Kommeno. A narrative reconstruction of a war crime committed by the Wehrmacht in Greece

Hermann Frank Meyer,
Kommeno.
Erzählende Rekonstruktion eines Wehrmachtsverbrechens in Griechenland
(Kommeno. A narrative reconstruction of a war crime committed by the Wehrmacht in Greece)
(Cologne: Romiosini, 1999).
An abridged version was published by Thetis,
Mannheimer Beitraege zur Klassischen
Archaeologie und Geschichte Griechenlands und Zyperns, 4 (Mannheim 1997).

The 1. Gebirgs (Mountain)-Division [1. GD] was transferred from the Caucasus to Epirus in the middle of July 1943 within the strategy of amassing troops to repel an expected allied invasion in Greece. The Italian occupying army was being so hassled by the partisans that they only were left in control of a few strategic points and larger towns. The commander of the Italian 9th Army, D’Almazzo, recommended to the German commander of the 1. GD von Stettner that “all male inhabitants should be arrested” as he considered them all to be "bandits". This was the only way to bring peace to the area. Although this radical proposal was not pursued, the Germans immediatedly introduced procedures to “cleanse” the main road between Ioannina and Preveza and all the adjacent villages. The partisans’ hit and run tactics avoided major clashes with the Germans, but dozens of villages were set on fire in the following weeks. Hundreds of civilians were killed.
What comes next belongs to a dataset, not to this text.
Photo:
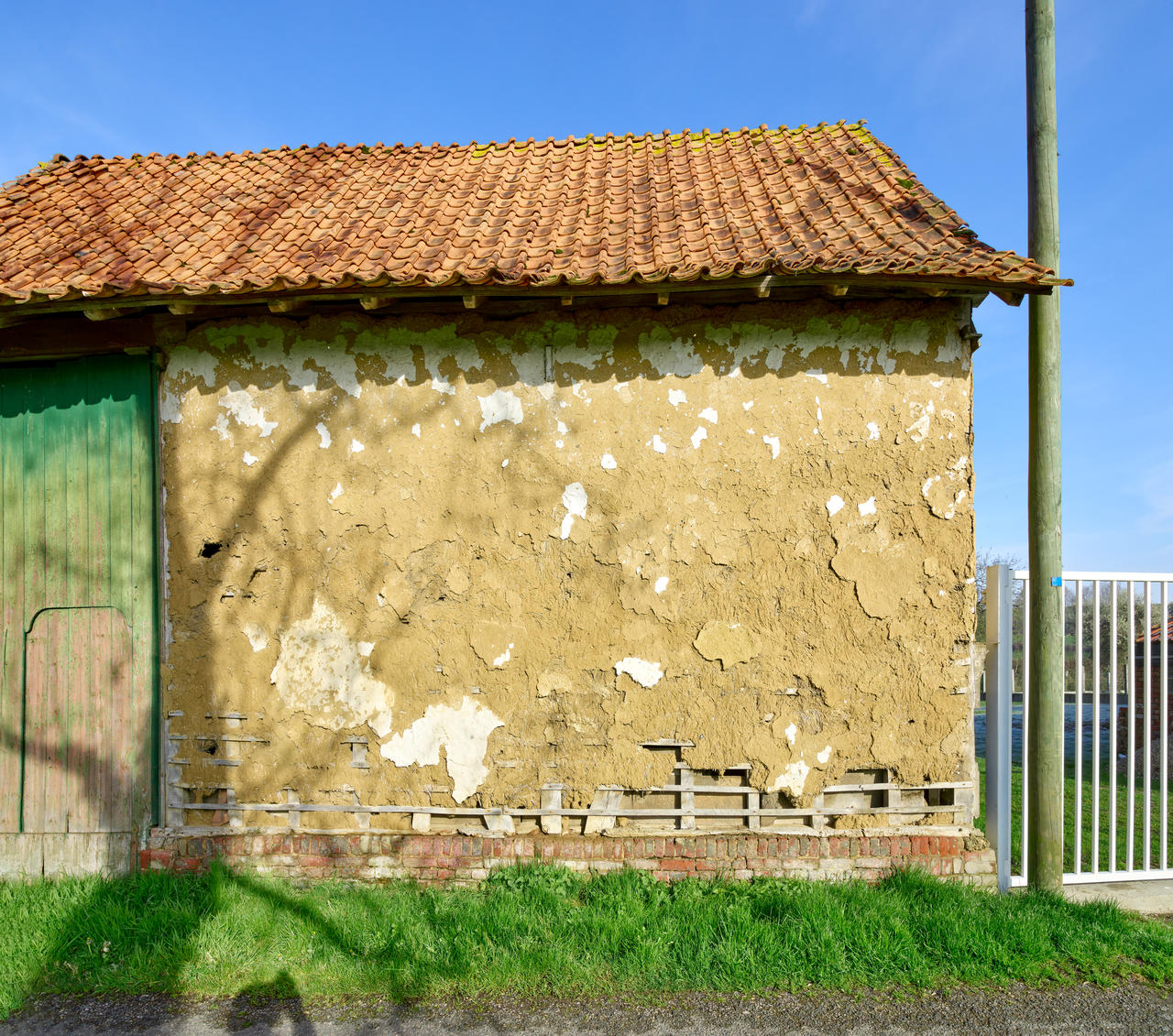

The height of the terror was the massacre and annihilation of Mousiotitsas, Kommeno und Lingiades (German text. However, pictures carry english subtitles), as the attached article describes.

One hundred and fifty-three men, women and children between the ages of one to seventy-five were butchered in Mousiotitsas on July 25th because of the discovery of a cache of weapons near the village.

Regiment commander Josef Salminger saw a partisan’s machine gun while on an inspection trip through Kommeno. As a so-called reprisal the village was shelled on August 16th. It was taken without any resistance, as there were no freedom fighters there. The mountain troops then murdered any one who could not flee: 317 people, 172 women and 145 men were killed. Ninety-seven were under fifteen years of age and fourteen were over sixty-five. Thirteen were only one year old. Thirty-eight people were burnt in their houses. One hundred and eighty-one houses were destroyed. Sadistic excess fired the killing fever, according to statements by survivors but also by members of the regiment.

When Salminger was murdered by partisans on October 1st, Hubert Lanz, commander of the XXII Gebirgsarmee-Korps, issued a Tagesbefehl, (order of the day/ German text) to avenge the death of his friend and leader of the regiment and called for a “ruthless retaliatory action”. Over 200 people were massacred. Among them were all those inhabitants of Lingiades who had not fled to the mountains. In this single village 87 civilians were killed, including year-old babies and old people over the age of ninety.

The actions of the 1st Mountain Division in Epirus led after the war to a series of preliminary proceedings against those responsible but no charges were ever preferred because no witnesses in Greece were questioned nor were the statements of the perpetrators ever verified. In his book, the author goes into the detail of the inquiries and the witness statements.